The lower corporate tax rate will allow companies to add manufacturing operations to the US to create jobs and begin to restore the US economy.

No economy expands without demand. Companies respond to increased demand for their products by expanding.

In 2016, US automobile imports totaled $173.3 billion and automobile exports totaled $53.8 billion.

In 2016, US oil imported 10.1 billion barrels per day and exports totaled 5.2 billion barrels per day.

In 2016, the US imported 3 trillion cubic feet of natural gas and exported 2.3 trillion cubic feet of natural gas

In 2016 US imports totaled $2.21 trillion and exports totaled $1.42 trillion.

I expect the trade deficit to be reduced for automobiles because foreign auto makers are likely to add manufacturing plants in the US. This will provide jobs for US citizens.

I expect the trade deficits to be reduced for oil and natural gas, because the US has the capacity and the desire to increase exports.
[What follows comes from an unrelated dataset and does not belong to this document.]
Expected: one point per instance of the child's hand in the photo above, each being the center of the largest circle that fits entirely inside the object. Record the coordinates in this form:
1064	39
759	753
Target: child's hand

This will also provide jobs for US citizens.

There will be other industries that return their manufacturing operations to the US and they will do this because of the corporate tax cut from 35% to 20%. They too will move their operations to the US based on current US consumption patterns. It makes sense for companies to produce the products consumed by countries to be produced in those countries.

When US companies can repatriate its foreign earnings back to the US, it may likely bring back $2 trillion to $4 trillion. If their US production is trade balanced, they will likely use these funds to pay down their own debt and improve whatever operational or strategic weaknesses they have.

I do not expect that companies will increase jobs until they have established that there is demand for their products.